What is Typing In Python
In Python, 'typing' refers to type annotations that specify the type of data that our code can handle. For example, whether a variable is an integer, a string, or perhaps a more complex data structure, like dictionary.
Typing is crucial because it clarifies what each part of your code is supposed to do, not just to you, but also to colleague who might work on your codebase.And It also acts as a form of documentation that's integrated directly into your code. A well-typed codebase is easier to debug and refactor. It's safer to change because you understand exactly what type of data each part of your code expects and produces.
In the provided function greeting, the parameter name is annotated with the type str, indicating that it is expected to be a string. The function performs a concatenation operation using the + operator between the literal string "Hello " and the parameter name. Since both operands are strings, Python supports this operation by returning another string as the result. The static type checker, such as mypy, uses this type annotation to verify that the types being used in operations like concatenation are compatible, and it understands that the output of the function is also a string, as indicated in the popup window.
A bit of historical context—typing was officially introduced in Python with version 3.5, through something known as PEP 484 in 2014
Use case of Typing (1)
Here we introduce two common and simple use cases of typing.
In this slide, we see how type annotations help prevent errors from the perspective of someone calling a function. When the function greeting is correctly called with a string "Andy", it matches the expected type. However, if a developer tries to pass an integer with greeting like 123 as the last image shown, the static type checker, such as the one integrated in VSCode, immediately flags this as an error. This alert helps developers catch type mismatches before the code is even run, ensuring that only appropriate types are used as arguments.Such early detection helps developers catch errors in the earliest phase of development, enhancing overall code quality and reducing debugging time.
Use case of Typing (2)
In the second example, we see how type annotations help prevent errors from fucntion creator perspective. In the first image, my_clever_function() explicitly specifiies its return type as string. But the return data is actually inferred as a boolean type. This mismatch between the annotated return type and the actual return type triggers a type error. This tell the developer that the function's implementation does not align with its annotated return type, indicating a potential bug.
In the second image, instead of annotate the return type explicitly, we can just let the static type checker to infer the return type for us, and then we can manually check if the inferred type meets our expectation.
Static type checker: MyPy and Pyright
In preivous slides, we told about the concept of "static type checker". This tool analyze the type annotation provided by developer, and try to find out the types of all variables as accurately as possible without running the code.
There are many static type checkers available in the python community, In this slide we will focus on two of the most popular ones, MyPy and Pyright.
Mypy is known for its strictness and tend to be more accurate in some rare case. And Pyright is developed by microsoft, and it is designed with performance as priority, making it suitable for large codebase.
Let compare the difference between these two static type checkers.

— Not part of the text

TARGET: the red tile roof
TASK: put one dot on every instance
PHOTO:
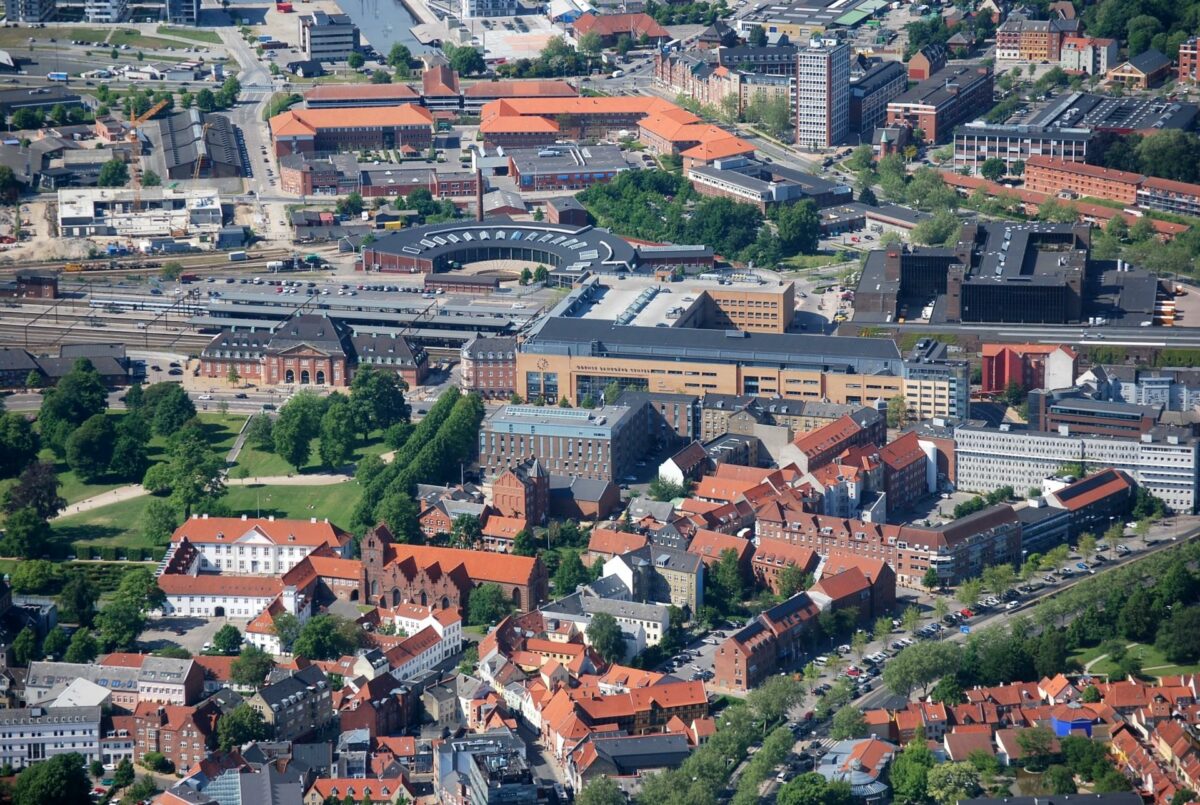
(277, 532)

In the case of speed, pyright is 3 to 5 times faster that mypy in typical use cases. In the case of strictness, Mypy tend to be stricter, which can help enforce a higher level of type safety. In the case of flexibility, Pyright offers advanced type inference capabilities and tends to be more forgiving with unannotated code, easing the developer's burden without sacrificing type safety.
Why choose Pyright over MyPy
In my personal experience, I prefer to use Pyright over MyPy. They both offer the same level of strictness, although MyPy is more accurate in some rare cases. However, it is extremely slow on large codebases. In my experience with a tax-risk-analysis project, we were using containers, so we had Docker Desktop running which put my PC under significant load. Each time I made a change to the code, it often took up to 10 seconds for MyPy to perform the check, whereas Pyright could always perform the check in real time. This kind of real-time type checking is important for developers to have a consistent development pace and not to be interrupted by lengthy MyPy checks.
Introduction to Stub Files(1/2)
In this part of our discussion, we'll explore what stub files are and how they contribute to Python typing. Stub files, with the .pyi extension, contain type annotations but no function bodies. This means they provide the necessary type information without including any actual code. These files are particularly valuable when dealing with external libraries or dynamically typed sections of code.
## Introduction to Stub Files(2/2)
Let's examine what happens when you don't have stub files and when you do. In the first scenario, without stub files for an untyped library like the msal library shown here, tools like Pyright do their best to infer types. However, as you can see in the example, without explicit type annotations, Pyright struggles to accurately determine the types and defaults to Unknown, which isn't very helpful for ensuring type safety.
In contrast, when stub files are available, Pyright uses the annotated types in these files, leading to much clearer and more accurate type inference. As shown in the second example, with a stub file, each parameter and the return type in the PublicClientApplication class are well-defined, which helps prevent many common errors in development by providing precise type checks.
Overloading Functions with Typing
Another feature brought with typing is the overload decorator. In Python, the return type of a function could be changed according to the type or the value of the passed arguments. With the overload decorator, we could notify the function caller of the return type given a set of arguments. In this example, the function will return a string if 'arg' is True, and return an integer if 'arg' is False. WIth overloading, function caller would know the return type for a given set of argument, making our function more predictable for user.